FROM FOR THE RECORD (Thursday, February 6, 1997): Correction A substantial portion of the large families served by the Spokane Food Bank are immigrants, but those immigrants represent only a small percentage of all food bank users. A story in Wednesday’s paper about a large food donation received Tuesday incorrectly described the portion of food distributed to immigrant families.
Volunteers at the Spokane Food Bank unloaded more than 7,000 pounds of beef stew, peaches and pasta on Thursday purchased with a gift from a local bank.
The food will go to 19 Spokane County organizations, mostly churches, which provide emergency supplies to families who find themselves without food.
The Washington Trust Foundation paid the $5,000 bill for the food with a donation arranged by the late Rick Scammell, vice president of the bank.
Scammell, 47, discussed the donation with food bank representatives in December. He died in January, two weeks after he was diagnosed with cancer.
“But I opened an envelope in January and there was a check and letter from the bank with a promise to follow through” on other commitments, said Ann Price, a food bank manager.
The food bank is one of the few charities to receive ongoing support from the foundation, said Lea Werner, senior vice president.
“We’ve been doing this for years and that will continue,” she said.
Much of the food handed out in emergency situations is donated during a variety of food drives throughout the year.
While Spokane residents are generous, Price said, family-size items and food containing protein are always lacking.

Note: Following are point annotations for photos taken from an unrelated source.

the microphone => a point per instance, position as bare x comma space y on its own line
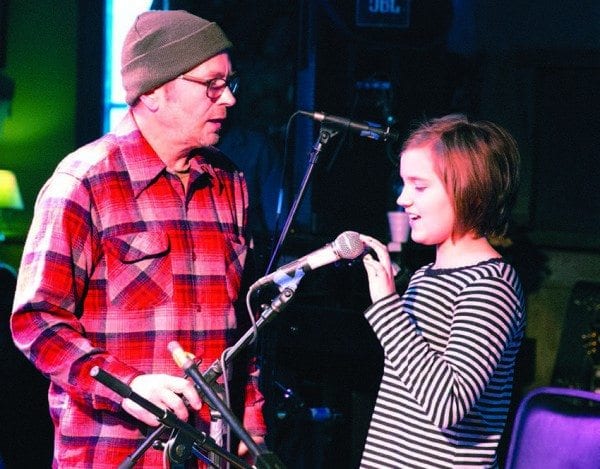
364, 129
346, 246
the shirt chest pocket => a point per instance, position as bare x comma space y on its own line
138, 270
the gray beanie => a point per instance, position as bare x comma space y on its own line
161, 45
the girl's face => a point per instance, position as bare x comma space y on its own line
424, 198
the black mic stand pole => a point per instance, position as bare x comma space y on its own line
264, 459
215, 369
166, 417
324, 136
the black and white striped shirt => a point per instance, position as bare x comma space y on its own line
450, 344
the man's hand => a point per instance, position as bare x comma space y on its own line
165, 391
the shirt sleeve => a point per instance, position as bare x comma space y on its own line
447, 384
57, 260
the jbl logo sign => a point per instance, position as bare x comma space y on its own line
383, 13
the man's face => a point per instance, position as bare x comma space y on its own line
192, 119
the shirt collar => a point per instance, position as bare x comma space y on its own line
142, 163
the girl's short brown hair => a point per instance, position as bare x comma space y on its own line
478, 162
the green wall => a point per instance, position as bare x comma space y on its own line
41, 59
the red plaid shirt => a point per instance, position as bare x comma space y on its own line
120, 261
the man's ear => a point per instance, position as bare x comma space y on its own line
150, 100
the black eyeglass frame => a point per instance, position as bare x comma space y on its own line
215, 87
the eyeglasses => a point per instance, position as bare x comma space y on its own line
215, 87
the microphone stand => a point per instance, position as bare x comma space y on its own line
215, 369
166, 417
324, 137
264, 459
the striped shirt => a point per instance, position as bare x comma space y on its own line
119, 261
450, 344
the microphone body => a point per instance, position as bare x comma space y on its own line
346, 246
364, 129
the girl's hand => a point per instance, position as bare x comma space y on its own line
379, 272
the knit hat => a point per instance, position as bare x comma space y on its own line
161, 45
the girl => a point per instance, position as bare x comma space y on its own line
451, 339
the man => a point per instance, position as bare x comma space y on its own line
139, 239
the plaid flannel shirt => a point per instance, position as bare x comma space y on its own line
119, 261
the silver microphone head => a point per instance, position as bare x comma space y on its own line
348, 245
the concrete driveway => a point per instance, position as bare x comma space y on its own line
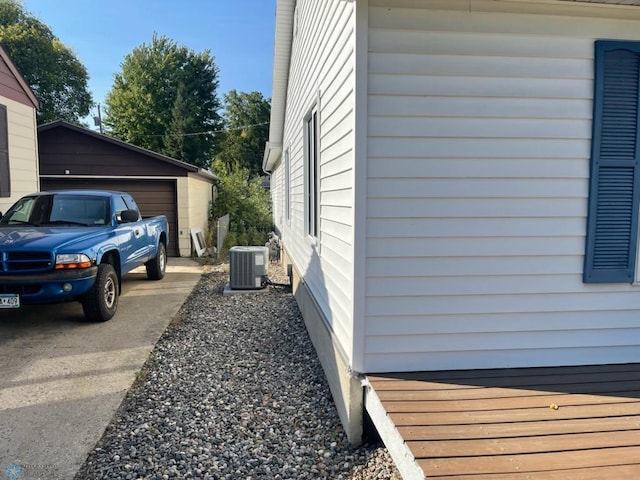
62, 378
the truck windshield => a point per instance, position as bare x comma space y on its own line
59, 209
79, 210
20, 212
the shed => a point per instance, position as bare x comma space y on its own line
75, 157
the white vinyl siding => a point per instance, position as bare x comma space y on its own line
23, 155
321, 76
479, 138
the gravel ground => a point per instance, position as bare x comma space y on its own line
233, 390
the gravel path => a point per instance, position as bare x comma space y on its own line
233, 390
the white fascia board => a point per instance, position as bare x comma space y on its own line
281, 58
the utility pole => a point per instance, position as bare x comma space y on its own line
97, 121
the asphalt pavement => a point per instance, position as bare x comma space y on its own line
63, 378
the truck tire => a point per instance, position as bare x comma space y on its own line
101, 302
157, 266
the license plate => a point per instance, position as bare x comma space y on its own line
10, 300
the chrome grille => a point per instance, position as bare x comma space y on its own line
25, 261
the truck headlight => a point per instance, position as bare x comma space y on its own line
72, 260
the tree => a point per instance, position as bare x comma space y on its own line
164, 99
246, 130
248, 205
52, 70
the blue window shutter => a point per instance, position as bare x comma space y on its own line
612, 222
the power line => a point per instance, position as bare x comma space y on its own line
208, 132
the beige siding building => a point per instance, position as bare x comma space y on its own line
18, 137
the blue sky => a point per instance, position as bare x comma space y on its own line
239, 34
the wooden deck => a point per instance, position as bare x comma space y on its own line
560, 423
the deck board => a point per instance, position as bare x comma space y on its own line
504, 424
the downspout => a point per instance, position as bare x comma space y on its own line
285, 10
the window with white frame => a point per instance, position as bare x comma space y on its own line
311, 160
5, 180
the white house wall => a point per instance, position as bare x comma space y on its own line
321, 73
479, 136
23, 160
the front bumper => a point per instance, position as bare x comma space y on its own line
47, 287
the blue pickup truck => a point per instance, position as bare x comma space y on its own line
76, 245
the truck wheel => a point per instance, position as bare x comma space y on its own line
101, 302
157, 266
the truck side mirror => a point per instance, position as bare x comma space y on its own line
127, 216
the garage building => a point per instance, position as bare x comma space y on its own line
71, 156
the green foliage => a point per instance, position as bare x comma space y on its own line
246, 123
52, 70
249, 207
165, 99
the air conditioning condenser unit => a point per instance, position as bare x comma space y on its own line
248, 267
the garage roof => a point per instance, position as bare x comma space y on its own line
163, 158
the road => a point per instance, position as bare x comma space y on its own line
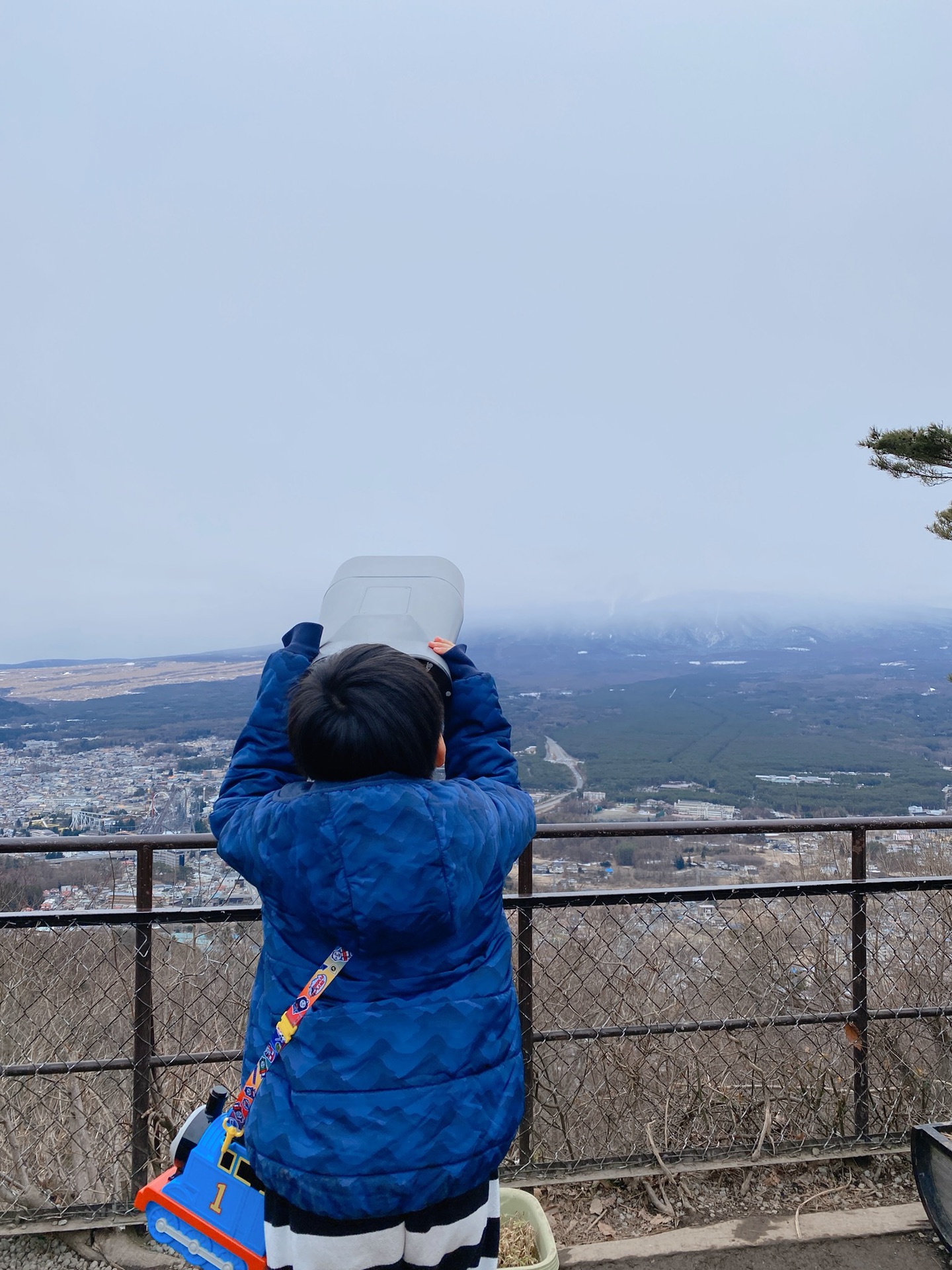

“With this money, we got to shop for what we needed,” she said.
Large families usually have to take two or three food baskets to get through a crisis, she said. Immigrant families new to Spokane make up a substantial number of the people who need help putting enough food on the table, Price said.
The Washington Trust Foundation and the bank itself donate about $500,000 to charitable causes every year, Werner said.
Several bank officers were on hand Tuesday to see the shipment arrive.
“A lot of times we never get to see the results of our donations,” Werner said. “It’s nice to take that extra step, to see a true end result right away.”